Cons: No performance control, no granular health checks, for alias type — only a single AWS resource

 

  • Failover routing allows you to create two records with the same name. One is designated as the primary and another as secondary. Queries will resolve to the primary — unless it is unhealthy, in which case Route 53 will respond with the secondary.


Failover can be combined with other types to allow multiple primary and secondary records. Generally, failover is used to provide emergency resources during failures.

 

  • Weighted routing can be used to control the amount of traffic that reaches specific resources. It can be useful when testing new software or when resources are being added or removed from a configuration that doesn’t use a load balancer.

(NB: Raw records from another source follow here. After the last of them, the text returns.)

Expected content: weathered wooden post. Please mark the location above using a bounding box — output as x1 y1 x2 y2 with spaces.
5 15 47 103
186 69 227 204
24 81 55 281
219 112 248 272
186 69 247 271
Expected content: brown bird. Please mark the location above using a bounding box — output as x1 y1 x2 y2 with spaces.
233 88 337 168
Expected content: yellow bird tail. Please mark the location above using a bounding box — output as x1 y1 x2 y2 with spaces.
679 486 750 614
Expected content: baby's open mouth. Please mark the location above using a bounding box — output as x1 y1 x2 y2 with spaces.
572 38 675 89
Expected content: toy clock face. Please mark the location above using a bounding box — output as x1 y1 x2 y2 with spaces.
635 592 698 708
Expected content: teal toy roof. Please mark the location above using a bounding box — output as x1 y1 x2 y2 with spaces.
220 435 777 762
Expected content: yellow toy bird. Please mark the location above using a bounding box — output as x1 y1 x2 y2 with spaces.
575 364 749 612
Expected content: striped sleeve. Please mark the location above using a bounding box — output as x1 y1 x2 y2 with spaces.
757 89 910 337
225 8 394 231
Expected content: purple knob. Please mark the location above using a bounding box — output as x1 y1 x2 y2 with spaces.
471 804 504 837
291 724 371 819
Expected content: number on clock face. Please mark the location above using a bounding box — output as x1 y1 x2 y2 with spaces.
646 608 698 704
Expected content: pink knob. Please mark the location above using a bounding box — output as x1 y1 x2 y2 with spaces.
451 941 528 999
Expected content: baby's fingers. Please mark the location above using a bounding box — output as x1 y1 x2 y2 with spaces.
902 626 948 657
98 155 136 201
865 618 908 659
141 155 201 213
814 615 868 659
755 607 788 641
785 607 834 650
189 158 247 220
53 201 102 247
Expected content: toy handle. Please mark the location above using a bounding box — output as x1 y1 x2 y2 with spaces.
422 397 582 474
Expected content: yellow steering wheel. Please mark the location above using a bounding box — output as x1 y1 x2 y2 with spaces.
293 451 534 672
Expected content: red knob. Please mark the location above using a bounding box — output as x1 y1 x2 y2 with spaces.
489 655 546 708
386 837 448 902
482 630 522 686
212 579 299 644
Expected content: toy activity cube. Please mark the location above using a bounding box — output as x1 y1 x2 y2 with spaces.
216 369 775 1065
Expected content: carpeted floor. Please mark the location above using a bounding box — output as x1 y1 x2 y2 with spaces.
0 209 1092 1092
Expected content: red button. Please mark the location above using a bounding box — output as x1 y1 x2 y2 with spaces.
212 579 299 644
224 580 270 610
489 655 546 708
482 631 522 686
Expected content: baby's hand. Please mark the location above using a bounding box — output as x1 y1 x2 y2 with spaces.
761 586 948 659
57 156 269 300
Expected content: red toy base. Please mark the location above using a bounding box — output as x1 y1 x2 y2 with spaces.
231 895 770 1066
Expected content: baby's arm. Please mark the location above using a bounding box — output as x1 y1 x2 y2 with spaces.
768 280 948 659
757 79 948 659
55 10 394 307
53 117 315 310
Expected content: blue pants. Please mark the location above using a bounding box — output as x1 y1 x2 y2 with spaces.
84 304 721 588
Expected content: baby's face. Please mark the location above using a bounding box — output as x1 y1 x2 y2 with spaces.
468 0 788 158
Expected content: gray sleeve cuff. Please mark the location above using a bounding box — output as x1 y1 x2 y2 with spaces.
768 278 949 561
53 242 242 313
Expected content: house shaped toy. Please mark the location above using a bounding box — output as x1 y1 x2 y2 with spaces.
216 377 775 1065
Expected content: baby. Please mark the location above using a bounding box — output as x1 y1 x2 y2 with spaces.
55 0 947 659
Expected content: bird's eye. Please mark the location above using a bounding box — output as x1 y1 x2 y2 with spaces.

Records are returned based on a ratio of their weight to the total weight, assuming records are healthy.

 

  • Latency-based routing, Route 53 consults a latency database each time a request occurs to a given latency-based host in DNS from a resolver server. Record sets with the same name are considered part of the same latency-based set. Each is allocated to a region. The record set returned is the one with the lowest latency to the resolver server.

 

  • Geolocation routing lets you choose the resources that serve your traffic based on the geographic region from which queries originate. A record set is configured for a continent or country. That record set is used for queries in that same region, with more specific matches taking priority.

A record set can be set as the default that gets returned if the IP matching process fails or if no record set is configured for the originating query region.